10.                                       Enfin, le recourant reproche aux juges de première instance de ne pas avoir examiné la question de sa responsabilité pénale. Cet argument tombe à faux puisque, au contraire, les juges ont expressément mentionné qu'ils retenaient à décharge du prévenu une diminution de responsabilité (art.11 CPS) du fait de sa consommation d'alcool le soir en question (jugement, cons.8, p.14). En ce qui concerne l'expertise, celle-ci a été sollicitée par le prévenu à titre de moyen de preuve, postérieurement à l'audience préliminaire (D.100). Le président du tribunal correctionnel a refusé d'y donner suite (D.102) en faisant valoir que, presque un an après les faits, un expert ne pourrait pas déterminer avec certitude le degré d'alcoolémie et de responsabilité du prévenu à ce moment-là. La défense n'a pas réitéré sa requête lors de l'audience de jugement. Au surplus, les motifs ayant conduit le président du tribunal de première instance à rejeter ce moyen de preuve sont fondés, de sorte qu'il n'y a pas de déni de justice de ce chef.

11.                                       Mal fondé, le pourvoi en cassation doit être rejeté, les frais judiciaires étant mis à la charge de son auteur. Celui-ci sera également condamné à verser une indemnité de dépens aux plaignants, qui ont déposé des observations par leur mandataire.

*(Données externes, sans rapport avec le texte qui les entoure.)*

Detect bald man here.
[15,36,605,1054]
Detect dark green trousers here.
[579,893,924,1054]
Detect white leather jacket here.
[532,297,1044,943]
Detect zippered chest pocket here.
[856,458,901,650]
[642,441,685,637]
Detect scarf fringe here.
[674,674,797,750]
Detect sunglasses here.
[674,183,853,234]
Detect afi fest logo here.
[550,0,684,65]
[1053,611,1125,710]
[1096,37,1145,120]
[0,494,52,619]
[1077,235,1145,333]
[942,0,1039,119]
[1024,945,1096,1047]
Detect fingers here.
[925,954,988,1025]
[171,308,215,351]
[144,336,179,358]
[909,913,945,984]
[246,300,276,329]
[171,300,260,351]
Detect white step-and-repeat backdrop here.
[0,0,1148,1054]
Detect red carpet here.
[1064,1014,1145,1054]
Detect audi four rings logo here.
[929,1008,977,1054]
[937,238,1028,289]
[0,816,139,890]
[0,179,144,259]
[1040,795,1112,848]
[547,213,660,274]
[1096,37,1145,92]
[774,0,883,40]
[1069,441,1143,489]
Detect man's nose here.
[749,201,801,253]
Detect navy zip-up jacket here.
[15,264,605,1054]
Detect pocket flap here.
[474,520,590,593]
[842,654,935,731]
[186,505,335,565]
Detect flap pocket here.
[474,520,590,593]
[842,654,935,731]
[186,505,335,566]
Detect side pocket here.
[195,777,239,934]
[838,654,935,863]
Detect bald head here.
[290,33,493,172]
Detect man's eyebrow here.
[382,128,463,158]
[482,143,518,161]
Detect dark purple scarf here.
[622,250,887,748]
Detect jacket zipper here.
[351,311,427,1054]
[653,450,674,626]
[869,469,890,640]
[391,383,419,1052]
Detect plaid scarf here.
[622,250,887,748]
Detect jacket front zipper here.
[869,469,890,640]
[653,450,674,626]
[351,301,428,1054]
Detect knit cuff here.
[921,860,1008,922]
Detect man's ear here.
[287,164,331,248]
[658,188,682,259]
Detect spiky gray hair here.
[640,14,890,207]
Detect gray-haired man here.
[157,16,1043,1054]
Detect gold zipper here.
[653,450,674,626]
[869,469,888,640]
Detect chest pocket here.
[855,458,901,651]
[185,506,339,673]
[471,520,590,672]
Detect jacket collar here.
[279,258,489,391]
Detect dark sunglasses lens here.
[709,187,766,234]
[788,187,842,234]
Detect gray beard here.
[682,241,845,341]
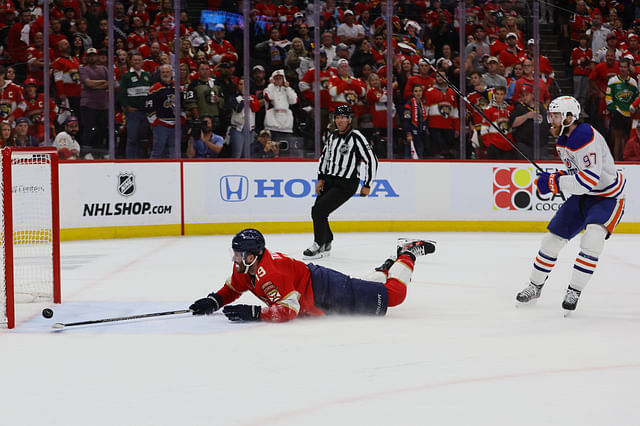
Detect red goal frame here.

Par ces motifs, LA COUR DE CASSATION PENALE

1.      Rejette le pourvoi.

2.      Condamne le recourant aux frais judiciaires arrêtés à 770 francs et au versement d'une indemnité de dépens de 400 francs en faveur des plaignants M. et A.

Neuchâtel, le 28 septembre 2006

Art. 32 Cst. Féd.

Procédure pénale

1 Toute personne est présumée innocente jusqu’à ce qu’elle fasse l’objet d’une condamnation entrée en force.

2 Toute personne accusée a le droit d’être informée, dans les plus brefs délais et de manière détaillée, des accusations portées contre elle. Elle doit être mise en état de faire valoir les droits de la défense.

3 Toute personne condamnée a le droit de faire examiner le jugement par une juridiction supérieure. Les cas où le Tribunal fédéral statue en instance unique sont réservés.